This week is children’s book week and it had me thinking about an opportunity I had to share books with children who had had not previous access to them. Last year we spent six months living and working on the island of Tanna in the country of Vanuatu, in the South Pacific, where my husband offered medical care to the population of 30,000 people. The people of Tanna live largely by gardening, adding small amounts of protein through hunting small fish and birds, and on special occasions killing livestock such as pigs, chickens and cows. They have very minimal monetary exchange, live in thatched housing and still cook every meal on a fire. The land is fertile and the trees are heavy with mango, papaya, breadfruit and pineapple. The living conditions of the island are very rural and underdeveloped and it took some time to adjust to the slow pace and the absence of external stimulation. This was one of the major challenges and also one of the major benefits.

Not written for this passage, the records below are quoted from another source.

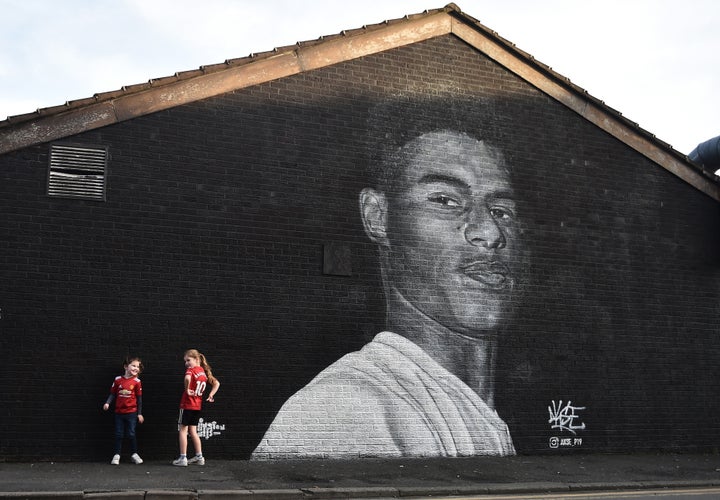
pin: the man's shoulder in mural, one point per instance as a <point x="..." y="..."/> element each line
<point x="389" y="399"/>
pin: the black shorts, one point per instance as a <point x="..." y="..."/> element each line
<point x="189" y="417"/>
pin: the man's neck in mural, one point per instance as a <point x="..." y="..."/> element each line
<point x="471" y="359"/>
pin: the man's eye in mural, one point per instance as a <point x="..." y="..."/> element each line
<point x="502" y="213"/>
<point x="444" y="200"/>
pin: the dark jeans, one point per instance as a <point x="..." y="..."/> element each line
<point x="125" y="424"/>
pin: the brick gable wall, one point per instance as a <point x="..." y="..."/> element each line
<point x="221" y="214"/>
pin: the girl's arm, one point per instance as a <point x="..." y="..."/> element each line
<point x="109" y="401"/>
<point x="215" y="386"/>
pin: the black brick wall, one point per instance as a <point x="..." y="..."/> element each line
<point x="213" y="237"/>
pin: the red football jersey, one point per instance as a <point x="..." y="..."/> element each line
<point x="198" y="383"/>
<point x="126" y="391"/>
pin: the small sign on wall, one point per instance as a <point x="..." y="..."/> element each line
<point x="337" y="259"/>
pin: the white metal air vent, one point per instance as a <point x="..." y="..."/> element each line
<point x="77" y="171"/>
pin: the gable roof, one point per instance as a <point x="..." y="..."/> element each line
<point x="132" y="101"/>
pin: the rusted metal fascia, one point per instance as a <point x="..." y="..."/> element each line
<point x="54" y="127"/>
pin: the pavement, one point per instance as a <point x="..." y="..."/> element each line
<point x="363" y="478"/>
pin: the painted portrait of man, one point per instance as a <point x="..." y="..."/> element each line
<point x="442" y="212"/>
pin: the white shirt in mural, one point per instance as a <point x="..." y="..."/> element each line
<point x="390" y="399"/>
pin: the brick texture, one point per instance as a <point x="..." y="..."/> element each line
<point x="217" y="222"/>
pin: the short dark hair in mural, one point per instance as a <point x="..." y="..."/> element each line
<point x="442" y="212"/>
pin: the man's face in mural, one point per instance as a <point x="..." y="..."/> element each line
<point x="447" y="231"/>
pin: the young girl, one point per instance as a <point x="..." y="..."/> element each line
<point x="126" y="391"/>
<point x="197" y="375"/>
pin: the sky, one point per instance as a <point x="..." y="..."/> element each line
<point x="655" y="61"/>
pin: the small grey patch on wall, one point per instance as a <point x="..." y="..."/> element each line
<point x="337" y="259"/>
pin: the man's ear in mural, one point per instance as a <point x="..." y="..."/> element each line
<point x="373" y="208"/>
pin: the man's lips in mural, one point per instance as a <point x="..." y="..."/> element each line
<point x="491" y="274"/>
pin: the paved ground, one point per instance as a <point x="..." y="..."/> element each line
<point x="367" y="478"/>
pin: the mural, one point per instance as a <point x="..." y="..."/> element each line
<point x="412" y="253"/>
<point x="442" y="213"/>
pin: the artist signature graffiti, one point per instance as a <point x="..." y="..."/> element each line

We arrived on the island with a huge suitcase of books, art supplies and a yogurt tub of lego, however, found after a month that we had already plowed through most of the books, and the picture books many times over. You can imagine our delight when we discovered that a peace corp worker had developed, over the previous year, a library in an elementary school in a nearby village. This quickly became a regular outing for my clan. An opportunity to replenish our reading supply, have a play with the kids of that village and talk to someone from our own cultural background.
The benefits of that little library grew after I quite accidently discovered how I could use the books to communicate with children who lived in the jungle villages. Every Thursday my family drove away from the hospital for a dispensary visit. These visits would take us to medical outpost clinics on even remoter parts of the islands, often unreachable due to the horrific road conditions that turned roads into mudslides whenever it rained. These were days we looked forward to as they often invited an opportunity to have the family together, explore a different area of the island, often revealing extraordinary waterfalls, or offering opportunities to have some kind of cultural exchanges with people who live in a completely different way. Sometimes these days were wonderful, full of exploration and adventure, and others I would sit patiently with my three young boys waiting for hours while my husband took care of patients. So, I soon came to carry a big bag of books to read to the boys during these long hours.
One day a few village children came and curiously watched as I read to my kids. I flipped the book around so that they could see the pictures and added a lot of expression to my reading. Before I knew it I had an audience of perhaps thirty kids laughing away, despite not understanding a word of English. After I had read through every book in the bag I let the children look through the books themselves. This became my village ritual. I carefully tried to select books that were about animals, or things that the kids could understand at least a little.
At one village there were probably close to 70 kids gathered around hoping for an opportunity to hear the book being read, and flip through its pages. Some of these villages had a school, while other didn’t. The kids who went to school would have access to the dull, poorly written books the government published, but none would have seen a book with coloured pictures, or with a story that was written for creative purposes. These were some of the magical moments, watching my own children listen to the stories in a crowd of children, many naked and all dirty, who were enthralled at having a first experience with what books can offer: a means of communication, a reason to laugh and share, a delight of the senses, exposure to new thoughts and ideas. The opportunity to read a book is something that we believe in as an inherent right in North America and it was truly remarkable to observe children gaining access to literature for a very first time.